Everybody loves a good robot or two. Here at WFMU, we have three of them. Two of them call up our DJs from time to time and say things like "telemetry channel - zero zero." From time to time, you might hear one of our DJs announce on the air that they have to go back to music right away because the robot is calling. It's true. When the robot calls, a bright strobe light goes off in the studio, everybody has a seizure and the DJ is supposed to drop everything and find out what the robot has to say.
Our third robot, I can't tell you what he does. But he lives on Mike Lupica's desk and he has an arm that moves back and forth and does stuff. Dave the Spazz opens his show with a robot. You know the one - Hal, from 2001 A Space Odyssey. The one with the heavy breathing who goes "Just what do you think you're doing, Dave?"
Now that I think about it, we actually have four robots. Last August, we had a five day long internet stream of left-wing claptrap called the RNC Remix. We had a bank of automated programming to fall back on in case we didn't have enough DJs. We called it the "Flaming Robot of Love" (streaming mp3) and it was one of the remix's most popular features. And if we count the Flaming Robot of Love, then we have to count Nachum's new audio robot that programs his web-only stream nineteen hours a day. So that's five. Five robots.
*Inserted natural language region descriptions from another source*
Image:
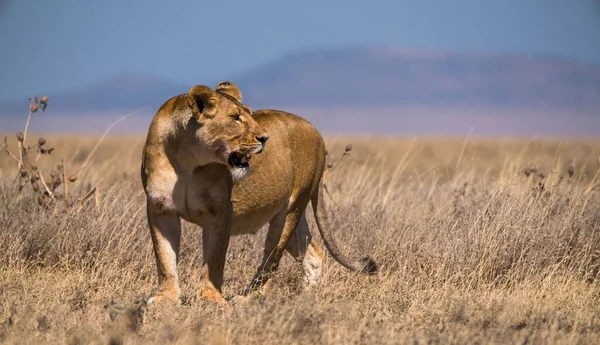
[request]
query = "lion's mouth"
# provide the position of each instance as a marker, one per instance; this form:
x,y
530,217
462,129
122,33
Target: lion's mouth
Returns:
x,y
239,160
Last Wednesday I had such a bad case of laryngitis that I couldn't make a sound. The night before my show, I decided to do my show anyway, using a text-to-speech generator I found on the web. I figured I would type out my announcements, download the audio file and play it on the air. The text-to-speech generator I found had a fairly robotic sounding male voice, not unlike the crappy text-to-speech programs that comes built in to Macs.
But as my show began, listener Doug sent me a much better text-to-speech site, this one here. I started using the Spanish male voice, also known as "M022" and I was amazed at how expressive he was. He reminded me of Julio I., my former nemesis at Upsala College. Before I knew it, Julio was bitching at me, just like old times. Soon he was recording public service announcements like this one (mp3).
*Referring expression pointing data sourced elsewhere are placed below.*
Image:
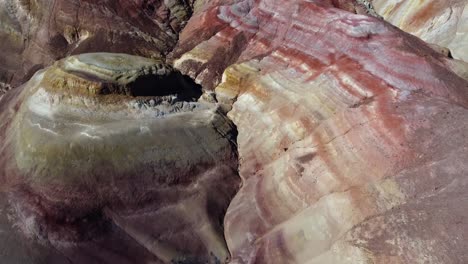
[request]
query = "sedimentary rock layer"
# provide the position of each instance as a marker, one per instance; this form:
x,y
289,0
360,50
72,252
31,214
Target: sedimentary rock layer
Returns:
x,y
36,33
440,22
111,158
352,134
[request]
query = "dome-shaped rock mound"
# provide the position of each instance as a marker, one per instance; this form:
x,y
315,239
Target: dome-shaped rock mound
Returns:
x,y
111,158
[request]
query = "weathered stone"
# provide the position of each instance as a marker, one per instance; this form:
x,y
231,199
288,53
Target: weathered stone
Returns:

After the show, I started wondering how that site worked - were the
voices made of tiny bits of recorded human speech, or were they actually
synthesized - and what was the real purpose of a company like this? It
turns out that the speech was synthesized, and scansoft
markets its speech technology to all sorts of companies - anyone
needing robotic voices that sound human. Which is a lot of companies, when you think about it.
As I played with the site some more, I found a British female voice that I actually recognized. This was the exact same voice that my friend Adam had built in to his car's global positioning system. Adam would type in his destination, and the British lady would tell him exactly where to go.
One day, Adam and I drove to Parsippany to visit one of the station's computers. As we headed back, Adam got off at the wrong exit, and we ended up on First Street in Newark. I tried telling Adam how to get back to Jersey City, but no. He wanted to listen to the British robot lady. She calmly told us that we had taken a wrong turn, and where we should go now to get back on track. She proceeded to direct us into the most crack infested neighborhood in North America. I can still remember her voice as Adam was pulled from the car and beaten within an inch of his life. This is what she said (mp3).